If you applied for Medicaid and your state Medicaid agency denied your application, then you can appeal the denial. While your state agency will handle the appeal, it must follow federal Medicaid appeal rules.
You might be denied Medicaid because you have too much income or assets or, if you applied for Medicaid on the basis of disability, because your state Medicaid agency did not believe you were disabled. (If you are a current Medicaid recipient who was denied coverage of a particular service or treatment, read our article on when Medicaid denies a service or treatment.)
The Denial Notice
When a state Medicaid agency rejects an application for benefits, it must issue a written denial notice.
When you'll receive the notice. States have to obey federal deadlines about issuing decisions about Medicaid applications. States have the following amount of time to send you a denial notice:
90 days from the date of your application if you apply for Medicaid on the basis of a disability
- 45 days from the date of your application if you apply for Medicaid on some other basis.
You should receive a written notice of decision within those deadlines.

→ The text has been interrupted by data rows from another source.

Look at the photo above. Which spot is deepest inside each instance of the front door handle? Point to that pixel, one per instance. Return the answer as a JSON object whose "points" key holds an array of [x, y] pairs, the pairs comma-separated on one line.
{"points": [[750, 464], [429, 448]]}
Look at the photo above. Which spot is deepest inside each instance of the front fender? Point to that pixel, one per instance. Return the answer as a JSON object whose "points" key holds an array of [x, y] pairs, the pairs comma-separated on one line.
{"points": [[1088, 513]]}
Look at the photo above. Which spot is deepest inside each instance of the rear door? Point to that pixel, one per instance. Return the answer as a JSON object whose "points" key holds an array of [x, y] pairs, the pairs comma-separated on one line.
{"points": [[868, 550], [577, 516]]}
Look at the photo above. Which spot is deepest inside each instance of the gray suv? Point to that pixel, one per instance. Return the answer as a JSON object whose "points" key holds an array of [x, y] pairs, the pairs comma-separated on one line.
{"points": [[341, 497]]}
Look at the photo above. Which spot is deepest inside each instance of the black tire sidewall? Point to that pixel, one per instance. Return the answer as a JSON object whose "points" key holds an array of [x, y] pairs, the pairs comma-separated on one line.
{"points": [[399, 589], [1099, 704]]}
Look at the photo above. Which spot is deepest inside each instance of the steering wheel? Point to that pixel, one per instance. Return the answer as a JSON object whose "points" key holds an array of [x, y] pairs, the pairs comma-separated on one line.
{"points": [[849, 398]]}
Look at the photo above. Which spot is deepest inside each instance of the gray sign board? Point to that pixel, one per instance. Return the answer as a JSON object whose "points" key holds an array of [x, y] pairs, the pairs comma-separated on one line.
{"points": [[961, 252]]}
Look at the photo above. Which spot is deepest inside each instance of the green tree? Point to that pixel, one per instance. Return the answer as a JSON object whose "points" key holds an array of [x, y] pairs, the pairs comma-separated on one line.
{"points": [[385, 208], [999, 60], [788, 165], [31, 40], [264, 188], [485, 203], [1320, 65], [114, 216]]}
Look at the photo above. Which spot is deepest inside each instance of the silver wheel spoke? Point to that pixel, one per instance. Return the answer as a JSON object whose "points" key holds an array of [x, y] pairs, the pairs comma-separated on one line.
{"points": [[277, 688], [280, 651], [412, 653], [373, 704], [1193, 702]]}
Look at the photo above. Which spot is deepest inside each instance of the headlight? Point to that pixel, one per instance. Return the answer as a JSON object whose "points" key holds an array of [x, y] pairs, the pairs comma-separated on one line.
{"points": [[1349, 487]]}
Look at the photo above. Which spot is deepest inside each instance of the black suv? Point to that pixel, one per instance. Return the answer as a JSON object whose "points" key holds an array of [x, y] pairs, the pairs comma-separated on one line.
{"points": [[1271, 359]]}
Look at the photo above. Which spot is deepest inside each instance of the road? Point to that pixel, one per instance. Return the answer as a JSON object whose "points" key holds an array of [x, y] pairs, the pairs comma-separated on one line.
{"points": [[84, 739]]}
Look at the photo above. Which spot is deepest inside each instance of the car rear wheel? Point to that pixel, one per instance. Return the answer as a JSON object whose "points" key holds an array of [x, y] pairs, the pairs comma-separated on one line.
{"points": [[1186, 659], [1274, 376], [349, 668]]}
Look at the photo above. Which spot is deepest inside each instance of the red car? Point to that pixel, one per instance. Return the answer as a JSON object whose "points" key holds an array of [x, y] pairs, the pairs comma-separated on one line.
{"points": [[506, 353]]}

What the notice will include. The notice must tell you that you have the right to a hearing to appeal the denial, how to request a hearing, and that you have the right to represent yourself, hire an attorney, or have a spokesperson (like a friend or relative) help you. The notice must also give the reasons for denying your application and the notice must include the specific rules your state Medicaid agency is using to deny you eligibility.
The appeal deadline is one of the most important pieces of information on your appeal notice. You must request your appeal within the deadline, or you will be required to justify a late appeal. States have different deadlines, but all are required to be no more than 90 days from the date that the denial notice is mailed.
Don't toss out the denial notice; read it carefully and hold on to it until your appeal is complete.
How to Appeal a Denial of Medicaid
Some states require that Medicaid recipients make their requests to appeal in writing, and some don't. Read your notice carefully to learn your state's rules. But even if you are not required to file a written notice, you should. You can write a simple appeal request like “I want to appeal the denial notice dated 8/1/12.” If possible, submit your request in person at your local state Medicaid agency office, and have it date stamped to show that it was received by the deadline. You want to avoid having to prove later that you submitted your appeal on time or having to justify a late appeal.
The Medicaid Appeal Hearing
Once your appeal is set for a hearing, you must appear for the hearing (either in person or by phone, depending on the state’s procedures) or risk dismissal of your appeal. If your appeal is dismissed because you missed the hearing, you will need to show “good cause” (a justifiable reason for missing the hearing) to get the hearing reopened. It can be difficult to show that you had good cause; it is not enough to say that you forgot the date or misplaced the notice.
Your state Medicaid agency will send you information about how the hearing will be conducted. In some states, the state Medicaid agency conducts the hearings, while other states have separate hearings agencies or use their court systems for hearings. Hearings must be conducted at a reasonable time, date, and place, after adequate notice. Hearings can be conducted by one or more hearing officers (judges), as long as those individuals are impartial and were not directly involved in the original decision to deny your benefits. Hearing officers can work for the state’s Medicaid agency even if the hearing is at a separate agency.
Preparing for the Hearing
Before the hearing, federal Medicaid rules require states to allow Medicaid applicants to view their files and to review all of the documents that the agency has relied on to deny you Medicaid coverage.
It can be helpful to write down the points you want to make to the judge or hearing officer so that you don’t forget them during the hearing. You also have the right to have your own witnesses testify at the hearing and the right to ask any of the agency’s witnesses questions.
If something arises during the hearing (such as a medical question) that you think could be resolved if you could submit some additional evidence to the judge, ask the judge to give you more time to get the information before making a decision.
You may want to find an attorney to represent you. You can contact your local legal aid office to find out if they represent clients in Medicaid appeals, or contact a lawyer. Federal Medicaid rules also allow you to use a relative, friend, or any other spokesperson that you choose to help you with your appeal, or you can represent yourself.
If your Medicaid application was denied because the state Medicaid agency thought you were not disabled, the hearing officer may decide to order another medical exam for you. If the hearing officer does that, you must submit to the medical exam or you will lose your appeal. The state will pay for any medical exams or tests that it orders.
After the Hearing
You will receive written notice of the hearing officer’s decision. If you lose your hearing, the notice will tell you how to appeal. Depending on the state’s particular procedures, at your next appeal, you may not get another chance to testify and bring witnesses (at what's known as an evidentiary hearing). Instead, you may have an appeal in which you are limited to making written arguments about evidence that came out at the first appeal hearing. Check your denial notice carefully to find out what the appeal processes are in your state.
If you win your hearing and qualify for Medicaid, the state Medicaid agency will apply your Medicaid coverage retroactive to the date that you became eligible. In most circumstances, that will be the date that you filed an application for Medicaid. Keep track of any medical expenses that you incur from the date of your Medicaid application so that you can notify the state Medicaid agency of those expenses when you qualify for benefits.